Having managed to pass his controversial national security legislation in a highly fractious Diet session that ended Sept. 27, can you blame Prime Minister Shinzo Abe for wanting to kick back and focus on other things? The many people who gathered outside the national legislature day after day to protest a law they feared would ensnare the country in foreign wars probably have other things to do as well.

The vast majority of constitutional scholars surveyed declared the legislation constitutionally suspect, but so what? They are just a bunch of academics, and with the Supreme Court having long ago decided not to get involved in the noisome business of interpreting the famous "no war" provisions of the charter's Article 9, the only constitutional bodies left to do so are the Diet and the Cabinet. The latter having submitted the legislation and the latter having also approved it, The Government Has Spoken, it seems.
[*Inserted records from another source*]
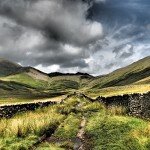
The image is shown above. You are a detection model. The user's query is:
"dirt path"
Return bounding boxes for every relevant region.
[74,116,86,150]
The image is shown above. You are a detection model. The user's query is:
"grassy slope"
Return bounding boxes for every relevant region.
[88,56,150,89]
[84,84,150,98]
[0,96,150,150]
[0,59,21,77]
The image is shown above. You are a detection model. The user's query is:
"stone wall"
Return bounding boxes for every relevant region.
[96,92,150,118]
[0,102,56,118]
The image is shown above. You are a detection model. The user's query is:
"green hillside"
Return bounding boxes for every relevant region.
[0,56,150,101]
[88,56,150,89]
[0,59,22,77]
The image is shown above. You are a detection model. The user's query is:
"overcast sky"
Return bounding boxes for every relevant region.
[0,0,150,75]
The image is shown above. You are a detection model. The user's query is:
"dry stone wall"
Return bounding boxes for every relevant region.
[96,92,150,118]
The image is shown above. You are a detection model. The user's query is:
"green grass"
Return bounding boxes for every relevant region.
[0,96,150,150]
[86,112,150,150]
[85,84,150,98]
[54,113,81,140]
[85,57,150,89]
[1,73,49,89]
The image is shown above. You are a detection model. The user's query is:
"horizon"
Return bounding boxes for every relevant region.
[0,0,150,76]
[0,56,150,77]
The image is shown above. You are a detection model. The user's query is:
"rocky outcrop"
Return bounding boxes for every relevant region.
[96,92,150,118]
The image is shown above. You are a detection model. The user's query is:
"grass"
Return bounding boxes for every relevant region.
[86,111,150,150]
[85,84,150,98]
[1,73,49,89]
[0,96,150,150]
[0,105,65,150]
[54,113,81,140]
[86,57,150,89]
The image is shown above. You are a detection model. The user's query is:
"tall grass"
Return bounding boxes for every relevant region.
[0,106,64,137]
[86,112,150,150]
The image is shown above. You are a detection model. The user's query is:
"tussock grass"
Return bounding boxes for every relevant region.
[107,106,127,115]
[54,113,81,139]
[85,84,150,98]
[0,106,64,137]
[86,112,150,150]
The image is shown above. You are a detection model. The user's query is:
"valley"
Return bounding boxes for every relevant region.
[0,56,150,150]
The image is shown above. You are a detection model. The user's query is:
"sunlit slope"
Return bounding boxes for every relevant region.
[0,68,91,91]
[87,56,150,89]
[85,84,150,98]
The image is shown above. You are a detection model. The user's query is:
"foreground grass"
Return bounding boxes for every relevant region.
[0,106,65,150]
[85,84,150,98]
[0,96,150,150]
[86,111,150,150]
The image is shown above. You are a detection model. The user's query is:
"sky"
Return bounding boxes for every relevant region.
[0,0,150,75]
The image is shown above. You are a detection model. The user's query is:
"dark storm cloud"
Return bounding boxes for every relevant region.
[0,0,103,72]
[0,0,150,74]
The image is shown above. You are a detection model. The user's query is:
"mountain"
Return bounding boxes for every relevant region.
[0,56,150,97]
[0,59,22,77]
[87,56,150,89]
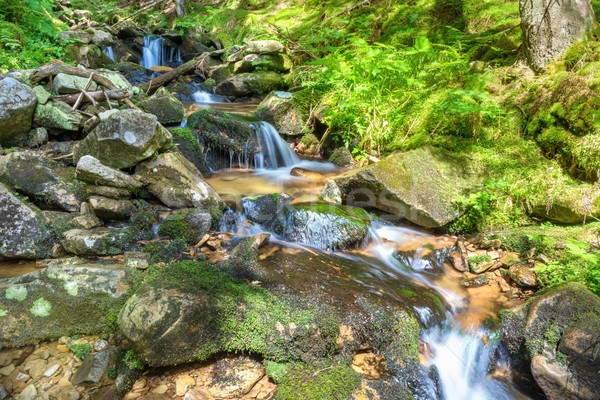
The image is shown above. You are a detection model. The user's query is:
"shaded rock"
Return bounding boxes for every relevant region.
[245,40,285,54]
[140,88,184,125]
[89,196,137,220]
[519,0,596,72]
[335,147,474,228]
[508,265,537,287]
[216,72,285,97]
[135,153,220,208]
[71,349,114,385]
[35,101,85,132]
[62,228,124,256]
[0,78,37,145]
[53,73,98,94]
[73,110,172,169]
[256,92,307,136]
[0,151,81,211]
[76,155,142,191]
[502,283,600,400]
[0,262,128,347]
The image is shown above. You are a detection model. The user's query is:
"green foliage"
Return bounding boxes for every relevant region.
[67,342,92,360]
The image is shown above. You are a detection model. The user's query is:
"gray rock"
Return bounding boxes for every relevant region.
[0,261,128,347]
[0,78,37,145]
[335,147,477,228]
[135,153,220,208]
[89,196,137,221]
[519,0,596,72]
[76,155,142,191]
[54,73,98,94]
[0,151,81,211]
[35,101,85,132]
[71,349,115,386]
[73,110,172,169]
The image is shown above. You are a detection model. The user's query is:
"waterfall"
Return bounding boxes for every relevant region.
[141,35,182,68]
[251,121,300,169]
[102,46,115,61]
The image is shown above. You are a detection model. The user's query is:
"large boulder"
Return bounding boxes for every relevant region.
[335,147,474,228]
[0,183,54,259]
[0,151,82,211]
[140,88,184,125]
[73,110,172,169]
[76,155,142,191]
[519,0,596,72]
[135,152,220,208]
[0,262,128,347]
[119,262,339,366]
[256,92,307,136]
[502,283,600,400]
[217,71,285,97]
[0,78,37,145]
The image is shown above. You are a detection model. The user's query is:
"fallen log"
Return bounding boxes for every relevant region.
[51,89,129,105]
[138,55,202,94]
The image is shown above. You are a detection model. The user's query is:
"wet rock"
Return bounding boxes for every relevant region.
[519,0,596,72]
[216,71,285,97]
[508,265,537,288]
[73,110,172,169]
[273,203,371,250]
[62,228,124,256]
[0,151,81,211]
[502,283,600,400]
[88,196,137,221]
[76,155,142,191]
[245,40,285,54]
[256,92,307,136]
[0,78,37,145]
[135,153,220,208]
[0,183,56,259]
[71,349,114,385]
[53,73,98,94]
[35,101,84,132]
[140,88,184,125]
[335,147,475,228]
[0,263,128,346]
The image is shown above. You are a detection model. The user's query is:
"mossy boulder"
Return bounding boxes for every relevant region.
[73,110,172,169]
[0,263,128,347]
[0,183,57,259]
[35,101,85,132]
[273,203,371,250]
[119,261,339,366]
[256,92,307,136]
[502,283,600,400]
[335,147,477,228]
[0,78,37,145]
[0,151,84,211]
[140,88,184,125]
[217,72,285,97]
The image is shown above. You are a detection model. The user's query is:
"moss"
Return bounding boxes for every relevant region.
[275,363,361,400]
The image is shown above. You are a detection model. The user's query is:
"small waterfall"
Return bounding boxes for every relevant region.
[251,121,300,169]
[102,46,115,61]
[141,35,182,69]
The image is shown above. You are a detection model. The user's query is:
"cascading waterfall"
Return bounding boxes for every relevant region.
[141,35,182,68]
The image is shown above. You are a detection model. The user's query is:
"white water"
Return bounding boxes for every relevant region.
[141,35,182,68]
[102,46,115,61]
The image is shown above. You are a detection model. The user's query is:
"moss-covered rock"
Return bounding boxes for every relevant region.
[213,72,285,97]
[140,88,184,125]
[256,92,307,136]
[502,283,600,400]
[335,147,476,228]
[119,262,339,366]
[0,263,128,347]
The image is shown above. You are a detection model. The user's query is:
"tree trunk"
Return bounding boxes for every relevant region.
[519,0,596,72]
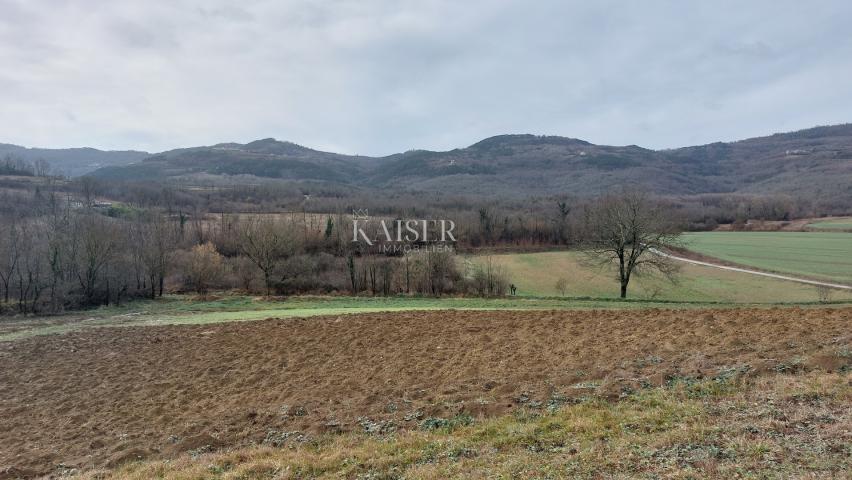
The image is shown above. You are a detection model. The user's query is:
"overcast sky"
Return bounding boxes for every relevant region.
[0,0,852,155]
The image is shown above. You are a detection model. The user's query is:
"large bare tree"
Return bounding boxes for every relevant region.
[586,190,680,298]
[238,215,295,296]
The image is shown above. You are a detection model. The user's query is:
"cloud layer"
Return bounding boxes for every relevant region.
[0,0,852,155]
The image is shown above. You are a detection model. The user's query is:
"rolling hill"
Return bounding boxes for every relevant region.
[15,124,852,203]
[0,143,150,177]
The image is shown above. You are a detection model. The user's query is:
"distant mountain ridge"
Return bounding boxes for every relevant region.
[0,143,151,177]
[6,124,852,204]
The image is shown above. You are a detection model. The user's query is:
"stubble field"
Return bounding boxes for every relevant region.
[0,308,852,478]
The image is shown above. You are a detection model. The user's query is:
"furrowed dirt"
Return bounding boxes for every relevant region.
[0,308,852,478]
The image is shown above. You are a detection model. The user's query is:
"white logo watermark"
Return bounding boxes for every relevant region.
[352,210,456,252]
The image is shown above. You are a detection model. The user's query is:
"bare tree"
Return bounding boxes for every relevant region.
[186,242,222,295]
[72,215,118,304]
[587,190,680,298]
[0,220,20,303]
[138,214,178,298]
[240,215,293,296]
Anyway, everyone may be tired of hearing "Constitution this" and "unconstitutional that." That might be why nobody seems to be paying much attention to the fact that the Cabinet is about do something blatantly unconstitutional. That is, not just "reinterpreting" a tricky provision like Article 9 in the absence of the judiciary stepping up to the job, but by actually ignoring a procedural requirement clearly mandated by the Constitution. Moreover, the reason given for being able to do so is "because we've done it before." As they say in Anthony Burgess' "A Clockwork Orange": Horrorshow.